Anybody ever turn any Sweetgum? Had a pretty good one taken down, and was curious if it was worth working up to turn. Looks kinda plain from the outside, but we never know. Thoughts????


----------



## Schroedc (Aug 26, 2014)

I've turned some pens from it and been pleased, I know there are a few turners that use it here. 

Here was one piece in progress a while back- http://woodbarter.com/threads/curly-sweet-gum-in-progress.15018/#post-184590


----------



## NYWoodturner (Aug 26, 2014)

Here is a link to a piece that I turned.http://woodbarter.com/threads/georgia-sweeeet-gum.9187/#post-114418
It turned like butter and the color and grain was amazing. Don't discount it too quickly.


----------



## Treecycle Hardwoods (Aug 26, 2014)

NYWoodturner said:


> Here is a link to a piece that I turned.http://woodbarter.com/threads/georgia-sweeeet-gum.9187/#post-114418
> It turned like butter and the color and grain was amazing. Don't discount it too quickly.


I forgot about that one til you posted the link! Sweet piece.

Reactions: Thank You! 1


----------



## robert flynt (Aug 26, 2014)

If you let it spalt it looks really nice.
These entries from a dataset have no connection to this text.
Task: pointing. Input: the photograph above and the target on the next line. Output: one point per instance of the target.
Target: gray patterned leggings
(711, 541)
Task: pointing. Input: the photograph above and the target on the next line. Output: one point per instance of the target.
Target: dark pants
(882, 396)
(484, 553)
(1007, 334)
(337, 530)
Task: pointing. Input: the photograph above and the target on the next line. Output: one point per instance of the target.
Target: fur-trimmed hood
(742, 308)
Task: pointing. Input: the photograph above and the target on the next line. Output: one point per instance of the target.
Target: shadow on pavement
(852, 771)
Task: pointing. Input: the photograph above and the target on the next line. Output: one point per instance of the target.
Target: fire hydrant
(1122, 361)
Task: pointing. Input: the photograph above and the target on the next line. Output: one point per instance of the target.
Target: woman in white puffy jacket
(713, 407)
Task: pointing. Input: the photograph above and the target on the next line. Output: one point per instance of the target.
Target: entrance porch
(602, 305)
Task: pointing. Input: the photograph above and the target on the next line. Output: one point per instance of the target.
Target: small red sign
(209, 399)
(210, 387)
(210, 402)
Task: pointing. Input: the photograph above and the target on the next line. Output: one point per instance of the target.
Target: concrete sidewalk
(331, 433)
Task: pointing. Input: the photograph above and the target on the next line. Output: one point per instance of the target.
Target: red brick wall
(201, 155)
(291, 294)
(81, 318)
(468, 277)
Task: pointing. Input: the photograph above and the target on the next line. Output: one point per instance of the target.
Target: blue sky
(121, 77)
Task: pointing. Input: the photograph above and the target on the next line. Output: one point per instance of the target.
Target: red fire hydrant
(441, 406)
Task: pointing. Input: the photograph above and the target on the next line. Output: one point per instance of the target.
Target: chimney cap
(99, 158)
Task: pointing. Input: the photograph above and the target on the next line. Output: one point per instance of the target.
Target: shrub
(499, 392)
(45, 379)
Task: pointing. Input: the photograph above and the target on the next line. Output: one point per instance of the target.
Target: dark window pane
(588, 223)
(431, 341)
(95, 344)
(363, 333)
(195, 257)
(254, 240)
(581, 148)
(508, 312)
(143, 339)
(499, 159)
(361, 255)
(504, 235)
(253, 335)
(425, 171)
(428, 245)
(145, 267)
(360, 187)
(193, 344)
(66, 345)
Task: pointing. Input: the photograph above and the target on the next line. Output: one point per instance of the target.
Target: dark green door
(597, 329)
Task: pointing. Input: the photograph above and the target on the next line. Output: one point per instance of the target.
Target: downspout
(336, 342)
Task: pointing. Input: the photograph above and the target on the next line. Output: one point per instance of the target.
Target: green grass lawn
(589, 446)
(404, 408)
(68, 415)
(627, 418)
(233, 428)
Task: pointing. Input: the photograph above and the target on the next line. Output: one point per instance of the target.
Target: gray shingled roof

Have a friend who turns a lot of it that is spalted . He turns it thin and soaks it in linseed oil so when you hold it up to the light you can see light through the wood.


----------



## Dennis Ford (Aug 26, 2014)

I have turned quite a bit of it. 
Positives:
* The sapwood is easy to spalt
* It turns easily and sands easily
* The heartwood is often beautiful
* It is readily available in my area
Negatives:
* The sapwood is very bland unless spalted (many trees are all sapwood).
* It shrinks a LOT when drying
* It is fairly soft

Reactions: Informative 2


----------



## Overtrim (Sep 8, 2014)

Dennis Ford said:


> I have turned quite a bit of it.
> Positives:
> * The sapwood is easy to spalt
> 
> In about 2 weeks standing on end in the ground outside with a couple of rains.


----------